ANDREW BLAKE. Motive: dislike and a desire to fight other’s battles for them. Opportunity: shut up alone in laboratory in which there are the materials and apparatus for the production of prussic acid, which, also, he appears to know how to prepare. Unsupported statement that he only discovered method from Encyclopaedia this afternoon. Motive is weak but fact of fight last night shows willingness to use force; however, method employed is not that of man who will deal out blows.
MAXWELL SILVER. Motive: perhaps annoyance at Porter’s thieving. Opportunity: unknown (to be looked into). Remarks: unlikely, as he was Porter’s one really intimate friend. Probably possesses technical ability required in the preparation of cyanide.
HERMAN SWARTZ. Motive: dislike, or unknown. Opportunity: nil, according to his alibi. Remarks: seems to be impossible.
PETER HATTON. Motive: jealousy, and intense dislike. Opportunity: only in conjunction with Mary Lewis (see below). Remarks: method does not seem to be one that would be favoured by Hatton. If P. had been killed by violence there would have been strong reason to suspect him.
MARY LEWIS. Motive: hatred and anger at P.’s behaviour. Opportunity: see Hatton above. Remarks: “poisoning is a woman’s crime.” This statement is not true; percentage of women poisoners over men admitted but all the same method one used by large number of men.
X. Motive: unknown. Opportunity: unknown. Remarks: it is impossible to make remarks on an unknown quantity—except for the sake of making the remarks.
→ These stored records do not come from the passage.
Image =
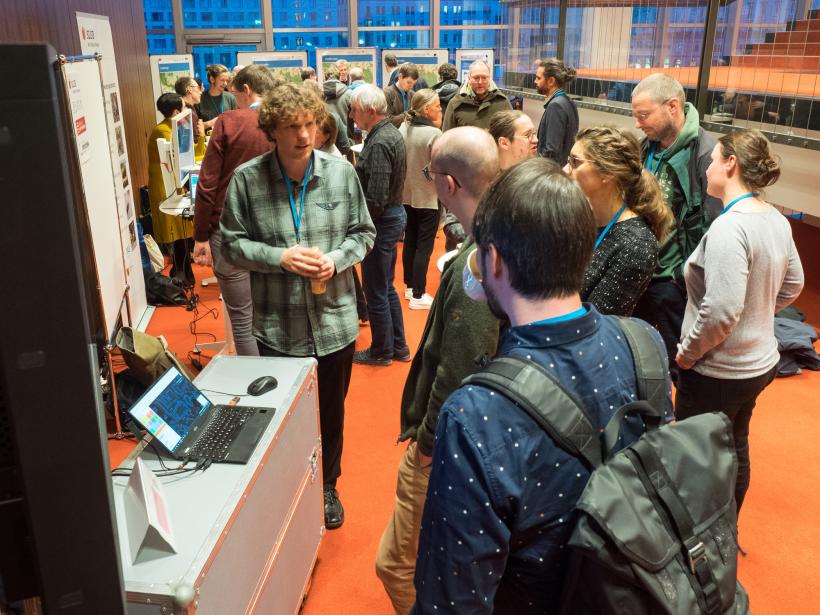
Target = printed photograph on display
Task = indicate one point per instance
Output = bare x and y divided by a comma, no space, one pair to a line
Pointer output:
364,59
427,61
284,64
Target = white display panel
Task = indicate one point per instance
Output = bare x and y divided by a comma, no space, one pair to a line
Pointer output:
95,37
85,100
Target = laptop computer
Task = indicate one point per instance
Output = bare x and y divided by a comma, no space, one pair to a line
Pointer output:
188,426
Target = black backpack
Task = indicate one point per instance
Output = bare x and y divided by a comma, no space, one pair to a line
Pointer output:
656,525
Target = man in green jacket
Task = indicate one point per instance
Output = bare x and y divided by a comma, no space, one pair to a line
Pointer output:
677,152
459,330
476,101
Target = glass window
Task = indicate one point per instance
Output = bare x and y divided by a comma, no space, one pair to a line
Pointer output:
159,44
221,14
396,39
394,13
158,15
472,13
309,13
309,41
215,54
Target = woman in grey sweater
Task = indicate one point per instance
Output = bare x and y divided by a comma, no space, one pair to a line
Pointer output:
744,270
420,130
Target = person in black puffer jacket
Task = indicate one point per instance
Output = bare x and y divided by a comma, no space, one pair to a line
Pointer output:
448,86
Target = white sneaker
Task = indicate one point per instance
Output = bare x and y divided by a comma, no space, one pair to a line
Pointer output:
423,303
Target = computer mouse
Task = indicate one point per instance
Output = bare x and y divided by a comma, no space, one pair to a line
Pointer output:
262,385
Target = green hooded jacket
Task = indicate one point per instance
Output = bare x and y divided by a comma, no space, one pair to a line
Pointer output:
464,110
681,173
458,330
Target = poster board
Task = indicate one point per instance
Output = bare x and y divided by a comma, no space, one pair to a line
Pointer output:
286,64
465,57
95,37
84,93
428,61
165,70
363,57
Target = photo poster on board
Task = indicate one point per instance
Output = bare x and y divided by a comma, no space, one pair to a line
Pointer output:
95,37
363,57
428,61
165,70
87,108
286,64
465,57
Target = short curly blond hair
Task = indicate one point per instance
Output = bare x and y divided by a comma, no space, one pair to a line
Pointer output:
289,101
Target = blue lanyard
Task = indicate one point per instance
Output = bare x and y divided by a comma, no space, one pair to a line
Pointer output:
649,161
737,200
564,317
297,220
609,226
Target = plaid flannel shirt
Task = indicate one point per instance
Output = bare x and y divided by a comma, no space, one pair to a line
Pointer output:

When the paper had gone round the table my uncle looked at us over the top of his glasses and beamed in a friendly way. “Hey,” he boomed and the frightened-looking waiter popped his head in at the door. “Beer in tankards.” When the beer had arrived and we were drinking it slowly, he looked up from the list and mumbled, “Well, I don’t know what you think, but for the present I’d like to keep our friend X out of it. He’s such a strange chap, and he only appears in the worst detective stories when the author cannot think of a way in which to link up one of the suspects with the murder, havin’ provided him with too good an alibi. So we come to the unpleasant fact that it would seem that one of us here, or Professor Silver, committed the murder, or, at least, we’ve got to prove that none of the people on this list could possibly have killed Porter. I’m sorry to be so blunt but it’s an unpleasant fact and we must face it, for you’ll find that the police will presumably come to the same conclusion. Of course, it would be pleasant if we could find an X or if, say, Silver during a brainstorm had decided to murder his best friend. But, an’ it’s a big but, this murder was fairly carefully planned.”